🤖 AI Summary
This study addresses the problem of weak community detection in non-uniform hypergraph stochastic block models: specifically, whether recovery is possible by integrating multi-order information when each individual uniform hypergraph layer lies below its respective detectability threshold. We establish, for the first time, a Kesten–Stigum-type threshold for weak recovery on non-uniform hypergraphs, proving that weak recovery is feasible whenever the sum of signal-to-noise ratios across layers exceeds one. To achieve this, we introduce a tailored weighted non-backtracking operator and a novel Ihara–Bass formula, enabling a polynomial-time spectral algorithm. In the two-block setting, this algorithm provably achieves the theoretical threshold and efficiently recovers communities via low-dimensional spectral embedding and clustering, with applicability extending to unweighted hypergraphs.
📝 Abstract
We study the community detection problem in the non-uniform hypergraph stochastic block model (HSBM), where hyperedges of varying sizes coexist. This setting captures higher-order and multi-view interactions and raises a fundamental question: can multiple uniform hypergraph layers below the detection threshold be combined to enable weak recovery? We answer this question by establishing a Kesten--Stigum-type bound for weak recovery in a general class of non-uniform HSBMs with $r$ blocks, generated according to multiple symmetric probability tensors. In the case $r=2$, we show that weak recovery is possible whenever the sum of the signal-to-noise ratios across all uniform hypergraph layers exceeds one, thereby confirming the positive part of a conjecture in (Chodrow et al., 2023). Moreover, we provide a polynomial-time spectral algorithm that achieves this threshold via an optimally weighted non-backtracking operator. For the unweighted non-backtracking matrix, our spectral method attains a different algorithmic threshold, also conjectured in (Chodrow et al., 2023).

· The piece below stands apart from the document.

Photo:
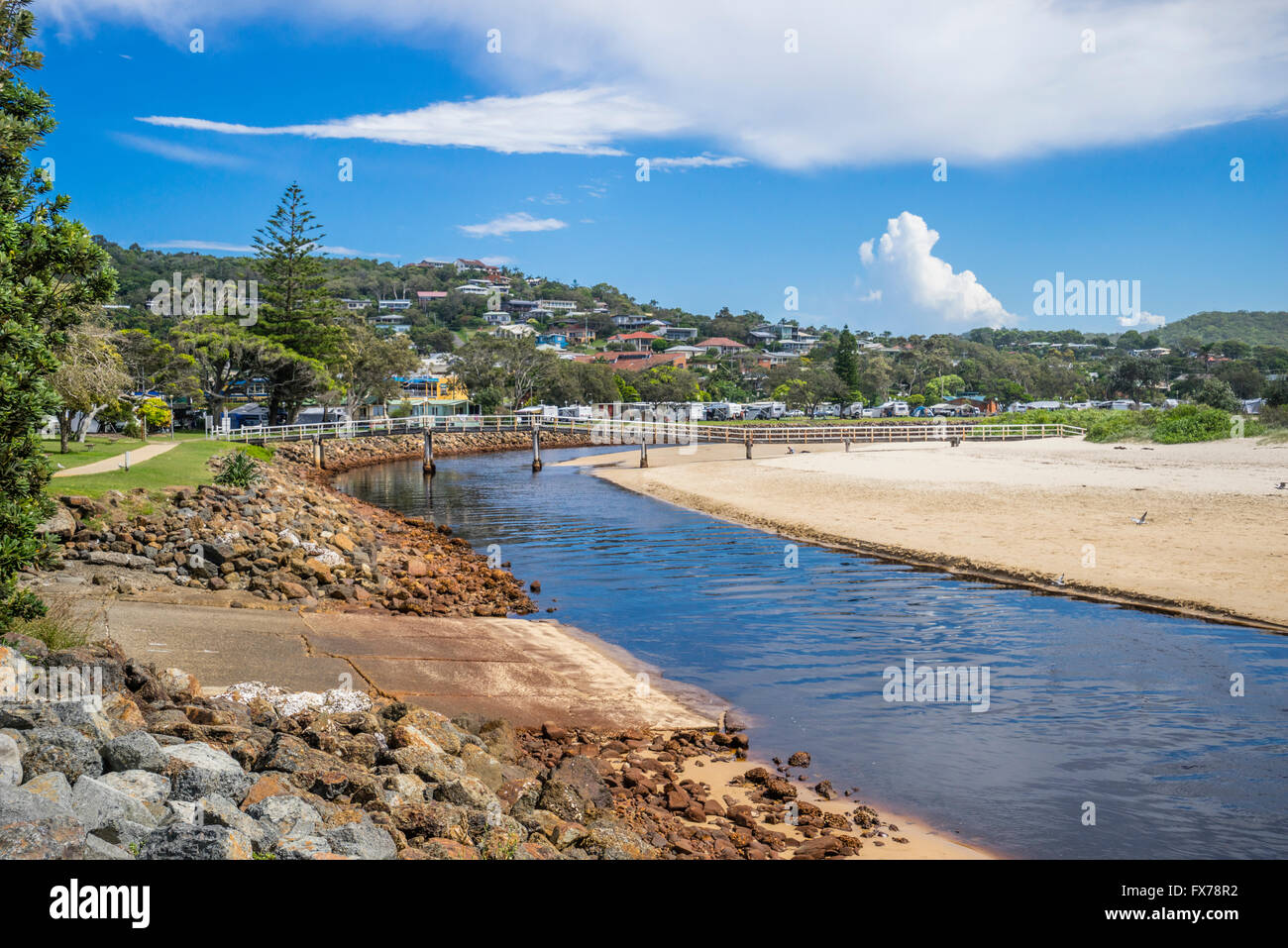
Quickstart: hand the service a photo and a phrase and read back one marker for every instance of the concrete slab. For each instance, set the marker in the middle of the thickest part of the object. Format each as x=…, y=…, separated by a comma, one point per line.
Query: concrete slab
x=526, y=672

Our approach develops a spectral theory for weighted non-backtracking operators on non-uniform hypergraphs, including a precise characterization of outlier eigenvalues and eigenvector overlaps. We introduce a novel Ihara--Bass formula tailored to weighted non-uniform hypergraphs, which yields an efficient low-dimensional representation and leads to a provable spectral reconstruction algorithm. Taken together, these results provide a principled and computationally efficient approach to clustering in non-uniform hypergraphs, and highlight the role of optimal weighting in aggregating heterogeneous higher-order interactions.